BugLink: https://bugs.launchpad.net/bugs/1827884

The page fault handler (__do_page_fault())  basically has two sections:
one for handling faults in the kernel portion of the address space
and another for faults in the user portion of the address space.

But, these two parts don't stick out that well.  Let's make that more
clear from code separation and naming.  Pull kernel fault
handling into its own helper, and reflect that naming by renaming
spurious_fault() -> spurious_kernel_fault().

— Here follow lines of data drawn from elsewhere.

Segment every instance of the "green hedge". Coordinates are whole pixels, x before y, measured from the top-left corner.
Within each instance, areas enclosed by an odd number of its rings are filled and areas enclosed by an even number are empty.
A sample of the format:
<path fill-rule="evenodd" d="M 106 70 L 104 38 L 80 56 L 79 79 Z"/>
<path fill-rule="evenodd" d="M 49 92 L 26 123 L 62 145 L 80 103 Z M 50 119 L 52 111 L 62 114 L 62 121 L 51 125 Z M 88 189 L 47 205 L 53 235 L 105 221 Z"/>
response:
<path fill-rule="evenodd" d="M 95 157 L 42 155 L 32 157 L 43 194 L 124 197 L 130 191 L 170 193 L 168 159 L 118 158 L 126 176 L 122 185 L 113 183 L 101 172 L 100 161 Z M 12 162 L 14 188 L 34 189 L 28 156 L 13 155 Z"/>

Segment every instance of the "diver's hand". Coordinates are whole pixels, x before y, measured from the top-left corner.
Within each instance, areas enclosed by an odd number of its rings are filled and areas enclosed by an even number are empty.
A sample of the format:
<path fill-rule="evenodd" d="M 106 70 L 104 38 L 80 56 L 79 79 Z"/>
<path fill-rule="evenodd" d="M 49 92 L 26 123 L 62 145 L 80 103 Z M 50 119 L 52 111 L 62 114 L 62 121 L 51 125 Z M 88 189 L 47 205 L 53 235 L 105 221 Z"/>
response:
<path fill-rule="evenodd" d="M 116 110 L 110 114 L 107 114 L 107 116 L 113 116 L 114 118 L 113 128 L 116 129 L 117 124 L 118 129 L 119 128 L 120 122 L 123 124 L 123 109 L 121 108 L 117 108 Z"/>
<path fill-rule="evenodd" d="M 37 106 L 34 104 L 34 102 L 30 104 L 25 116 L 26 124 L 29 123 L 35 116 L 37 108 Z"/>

Also, rewrite the vmalloc() handling comment a bit.  It was a bit
stale and also glossed over the reserved bit handling.

Cc: [hidden email]
Cc: Jann Horn <[hidden email]>
Cc: Sean Christopherson <[hidden email]>
Cc: Thomas Gleixner <[hidden email]>
Cc: Andy Lutomirski <[hidden email]>
Signed-off-by: Dave Hansen <[hidden email]>
Signed-off-by: Peter Zijlstra (Intel) <[hidden email]>
Link: http://lkml.kernel.org/r/20180928160222.401F4E10@...
(cherry picked from commit 8fed62000039058adfd8b663344e2f448aed1e7a)
Signed-off-by: Andrea Righi <[hidden email]>
---
 arch/x86/mm/fault.c | 101 +++++++++++++++++++++++++++-----------------
 1 file changed, 62 insertions(+), 39 deletions(-)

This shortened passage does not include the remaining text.